Maternal consumption of alcohol during pregnancy is associated with alterations in fetal development that negatively impact the offspring causing neurochemical and neurobehavioural dysfunction termed fetal alcohol spectrum disorders; the most severe outcome is fetal alcohol syndrome. Changes in maternal and fetal hypothalamic-pituitary-adrenal (HPA) axis activation, induction of cytochrome P450 2E1 (CYP2E1) enzyme activity and alterations in micronutrient status, including folate, following chronic ethanol exposure (CEE) are key contributors to the neuroendocrine and neurobehavioural effects observed in offspring.
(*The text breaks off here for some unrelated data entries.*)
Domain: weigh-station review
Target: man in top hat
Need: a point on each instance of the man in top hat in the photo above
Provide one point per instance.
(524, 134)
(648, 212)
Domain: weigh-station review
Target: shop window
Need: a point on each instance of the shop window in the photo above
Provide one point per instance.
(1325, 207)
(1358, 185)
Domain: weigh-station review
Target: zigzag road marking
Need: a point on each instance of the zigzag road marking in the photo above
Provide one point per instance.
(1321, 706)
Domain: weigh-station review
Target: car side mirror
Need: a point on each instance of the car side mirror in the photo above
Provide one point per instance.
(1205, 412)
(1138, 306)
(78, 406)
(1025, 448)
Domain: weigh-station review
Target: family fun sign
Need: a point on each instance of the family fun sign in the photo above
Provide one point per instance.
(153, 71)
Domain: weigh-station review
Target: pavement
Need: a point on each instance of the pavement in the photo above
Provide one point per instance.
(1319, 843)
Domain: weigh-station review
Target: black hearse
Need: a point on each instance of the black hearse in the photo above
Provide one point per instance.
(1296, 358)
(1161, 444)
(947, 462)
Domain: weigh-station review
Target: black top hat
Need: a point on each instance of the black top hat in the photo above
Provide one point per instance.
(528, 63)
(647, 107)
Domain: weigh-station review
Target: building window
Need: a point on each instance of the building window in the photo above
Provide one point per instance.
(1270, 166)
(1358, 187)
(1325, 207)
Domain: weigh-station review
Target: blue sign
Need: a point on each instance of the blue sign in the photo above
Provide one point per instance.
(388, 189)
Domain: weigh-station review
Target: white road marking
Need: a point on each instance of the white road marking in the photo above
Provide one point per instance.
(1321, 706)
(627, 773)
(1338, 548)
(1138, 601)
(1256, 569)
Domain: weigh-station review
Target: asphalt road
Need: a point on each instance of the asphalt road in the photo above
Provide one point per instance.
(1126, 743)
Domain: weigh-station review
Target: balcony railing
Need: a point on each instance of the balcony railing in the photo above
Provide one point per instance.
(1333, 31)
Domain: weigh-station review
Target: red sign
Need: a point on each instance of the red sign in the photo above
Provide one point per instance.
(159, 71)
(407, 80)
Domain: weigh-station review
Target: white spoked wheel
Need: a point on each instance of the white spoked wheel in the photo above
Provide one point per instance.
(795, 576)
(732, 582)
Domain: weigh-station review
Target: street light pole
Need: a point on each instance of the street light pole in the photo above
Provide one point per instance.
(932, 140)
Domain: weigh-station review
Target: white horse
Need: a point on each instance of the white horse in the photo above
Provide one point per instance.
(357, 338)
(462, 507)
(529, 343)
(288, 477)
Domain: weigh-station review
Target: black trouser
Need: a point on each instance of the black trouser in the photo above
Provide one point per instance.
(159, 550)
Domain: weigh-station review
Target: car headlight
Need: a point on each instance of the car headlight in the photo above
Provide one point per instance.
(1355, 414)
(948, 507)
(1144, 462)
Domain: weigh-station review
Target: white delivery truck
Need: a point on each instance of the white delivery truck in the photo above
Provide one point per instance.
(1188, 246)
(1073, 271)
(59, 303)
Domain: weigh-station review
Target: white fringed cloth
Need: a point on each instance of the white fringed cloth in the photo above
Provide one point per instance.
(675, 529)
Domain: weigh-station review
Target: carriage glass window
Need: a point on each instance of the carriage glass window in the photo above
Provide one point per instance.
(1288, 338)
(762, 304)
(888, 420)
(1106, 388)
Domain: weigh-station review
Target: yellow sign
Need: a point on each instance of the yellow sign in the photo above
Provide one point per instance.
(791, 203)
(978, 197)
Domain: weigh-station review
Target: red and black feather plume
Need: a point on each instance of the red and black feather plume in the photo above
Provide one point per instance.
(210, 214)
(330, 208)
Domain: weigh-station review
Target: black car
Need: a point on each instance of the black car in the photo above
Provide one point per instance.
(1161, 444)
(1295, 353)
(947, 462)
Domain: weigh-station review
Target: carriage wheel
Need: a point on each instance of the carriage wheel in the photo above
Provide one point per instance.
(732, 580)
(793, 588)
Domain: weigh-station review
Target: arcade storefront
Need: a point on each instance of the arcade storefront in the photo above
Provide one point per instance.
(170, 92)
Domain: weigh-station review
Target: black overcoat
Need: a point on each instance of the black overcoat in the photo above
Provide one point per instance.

This study tested the following hypotheses: Maternal consumption of ethanol throughout pregnancy can: alter maternal and fetal HPA axis function and induce CYP2E1 enzyme activity in the third-trimester-equivalent; decrease folate status in the maternal-fetal unit, which can be mitigated by folic acid supplementation; and cause neurobehavioural deficits in offspring at low-moderate dose of maternal ethanol consumption. These hypotheses were tested in the guinea pig, a well established model of ethanol neurobehavioural teratogenicity. CEE had no effect on maternal HPA axis function at any gestational day (GD). Fetal cortisol was unaffected by CEE, but did increase with gestational age in both CEE and control. CEE increased maternal and GD 65 fetal liver CYP2E1 enzyme activity. Maternal supplementation with folic acid did not mitigate CEE fetal growth restriction, but did increase maternal red blood cell (RBC) folate at term. At term, maternal supplementation prevented the CEE-induced decrease in fetal liver folate, did not affect fetal RBC folate, and did not mitigate the nutritional-deficit-induced decrease in fetal hippocampal folate. Maternal consumption of 5% (v/v) ethanol decreased offspring birth weight, increased spontaneous locomotor activity, increased preference for ethanol, and delayed learning on day two of Morris water maze testing in young adult offspring. These data indicate that, in the guinea pig: there is a threshold blood ethanol concentration for HPA axis activation; CEE can induce CYP2E1 in the GD 65 fetus; folic acid supplementation is not protective in this model of CEE; and low-moderate CEE can cause neurobehavioural perturbations in offspring.